One Hill is prepared to call on community residents to attend the 2 p.m. city planning meeting en masse, Mr. Redwood said, regardless of the outcome of today's talks that begin at 10 a.m.
"We will be there," he said.
He said he would like to see the planning committee's vote postponed two to four weeks "to give the process a chance to work." Still, he said, "we have had fruitful negotiations -- we are making progress on all the issues, although we still have a lot to do."
Remember that real negotiations -- after six months, a year of being given the runaround -- finally commenced only this last Friday. Also remember, in the One Hill way of doing business, the leadership must present a CBA proposal to the general membership for approval.
The other business on the agenda at today's Planning Commission meeting is Don Barden's Majestic Star. His actual residential neighbors are giving him high marks -- from the North Side Leadership Conference even to the rascally Northside United.

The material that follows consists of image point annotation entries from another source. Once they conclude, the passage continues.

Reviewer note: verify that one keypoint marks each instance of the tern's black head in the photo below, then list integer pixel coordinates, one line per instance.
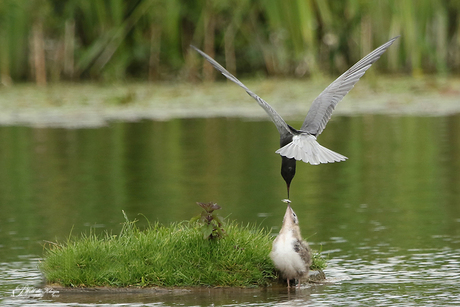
(287, 170)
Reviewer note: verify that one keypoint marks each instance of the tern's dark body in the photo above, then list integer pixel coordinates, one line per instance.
(301, 144)
(287, 164)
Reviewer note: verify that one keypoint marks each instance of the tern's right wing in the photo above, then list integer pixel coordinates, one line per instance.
(281, 125)
(321, 109)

But the parking garage. It's too tall, apparently.
Remember that Mayor Ravenstahl and URA Director Pat Ford -- along with honestly half of the rest of Pittsburgh -- are prepared to fight this issue and let the approvals process grind to a halt, all because Don Barden is not sufficiently taking into account the pretty, pretty view from Mt. Washington.
However, when a huge new development is reorganizing your own neighborhood, giving away public lands with no mention of public benefit, when it's ignoring an opportunity to improve the street grid and finally weave your neighborhood back into Downtown, when it's adding hotels and surface parking and other things that do not remotely interest your community, when you have not even been taken seriously by the players at the table, let alone been represented by your own elected officials -- then it is the duty of all decent city residents to get out of the way, and quit demanding a say in the process.
Maybe One Hill should be asking for decorative screening on the Arena.